The Mean SIR of Large-Scale Wireless Networks: Its Closed-Form Expression and Main Applications

TL;DR

This paper derives a closed-form expression for the mean SIR in large-scale wireless networks with general channel gains, demonstrating benefits of channel randomness and optimizing network throughput.

Contribution

It provides the first closed-form mean SIR expression for general channel models and explores its implications for power control, scheduling, and network capacity optimization.

Findings

Channel gain randomness benefits mean SIR.

Stochastic power control improves mean SIR and reduces outage.

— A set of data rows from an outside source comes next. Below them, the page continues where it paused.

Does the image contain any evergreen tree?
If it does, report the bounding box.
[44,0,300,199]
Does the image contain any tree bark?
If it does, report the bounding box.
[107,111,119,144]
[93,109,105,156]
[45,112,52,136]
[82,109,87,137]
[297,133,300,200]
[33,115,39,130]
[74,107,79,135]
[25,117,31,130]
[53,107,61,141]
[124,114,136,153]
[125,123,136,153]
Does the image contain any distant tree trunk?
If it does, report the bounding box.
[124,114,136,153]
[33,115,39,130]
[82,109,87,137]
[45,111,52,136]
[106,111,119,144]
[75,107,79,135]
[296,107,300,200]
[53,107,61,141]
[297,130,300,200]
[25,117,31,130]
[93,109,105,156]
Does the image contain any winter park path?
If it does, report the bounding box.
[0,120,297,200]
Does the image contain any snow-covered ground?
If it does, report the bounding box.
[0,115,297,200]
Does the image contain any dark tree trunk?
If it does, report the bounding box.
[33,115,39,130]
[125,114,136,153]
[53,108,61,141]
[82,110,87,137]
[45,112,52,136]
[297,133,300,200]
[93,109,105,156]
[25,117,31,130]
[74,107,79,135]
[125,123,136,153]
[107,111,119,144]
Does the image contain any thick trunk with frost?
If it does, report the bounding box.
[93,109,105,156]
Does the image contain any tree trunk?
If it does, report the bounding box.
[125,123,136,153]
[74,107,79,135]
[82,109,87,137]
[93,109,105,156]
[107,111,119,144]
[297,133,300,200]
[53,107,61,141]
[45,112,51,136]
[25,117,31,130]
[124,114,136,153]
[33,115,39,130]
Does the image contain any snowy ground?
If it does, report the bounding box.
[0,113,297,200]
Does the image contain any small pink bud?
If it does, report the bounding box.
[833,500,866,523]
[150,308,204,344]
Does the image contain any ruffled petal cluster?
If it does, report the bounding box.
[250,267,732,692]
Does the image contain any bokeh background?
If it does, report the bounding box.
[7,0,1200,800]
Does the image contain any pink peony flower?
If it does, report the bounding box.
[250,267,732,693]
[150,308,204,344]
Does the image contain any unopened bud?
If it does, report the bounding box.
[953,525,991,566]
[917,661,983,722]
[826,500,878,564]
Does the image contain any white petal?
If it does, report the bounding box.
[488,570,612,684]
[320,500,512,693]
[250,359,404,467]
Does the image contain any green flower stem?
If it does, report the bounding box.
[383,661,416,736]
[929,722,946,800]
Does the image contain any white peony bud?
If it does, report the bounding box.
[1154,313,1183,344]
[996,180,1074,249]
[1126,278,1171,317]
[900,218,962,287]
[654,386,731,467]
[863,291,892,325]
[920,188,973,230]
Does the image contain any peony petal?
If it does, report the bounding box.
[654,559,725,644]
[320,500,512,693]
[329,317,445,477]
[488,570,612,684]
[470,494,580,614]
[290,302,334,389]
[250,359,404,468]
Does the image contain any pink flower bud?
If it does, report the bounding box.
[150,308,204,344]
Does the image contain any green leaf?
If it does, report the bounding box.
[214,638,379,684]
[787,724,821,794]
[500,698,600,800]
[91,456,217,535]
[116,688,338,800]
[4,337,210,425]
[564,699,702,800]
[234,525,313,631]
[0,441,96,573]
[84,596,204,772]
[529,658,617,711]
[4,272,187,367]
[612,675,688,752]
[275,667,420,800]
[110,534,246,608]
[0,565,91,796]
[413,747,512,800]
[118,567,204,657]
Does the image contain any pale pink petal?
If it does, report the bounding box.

Optimal transmitter density maximizes throughput capacity.

Abstract

In a large-scale wireless ad hoc network in which all transmitters form a homogeneous of Poisson point process, the statistics of the signal-to-interference ratio (SIR) in prior work is only derived in closed-form for the case of Rayleigh fading channels. In this letter, the mean SIR is found in closed-form for general random channel (power) gain, transmission distance and power control models. According to the derived mean SIR, we first show that channel gain randomness actually benefits the mean SIR so that the upper bound on the mean spectrum efficiency increases. Then we show that stochastic power control and opportunistic scheduling that capture the randomness of channel gain and transmission distance can significantly not only enhance the mean SIR but reduce the outage probability. The mean-SIR-based throughput capacity is proposed and it can be maximized by a unique optimal intensity of transmitters if the derived supporting set of the intensity exists.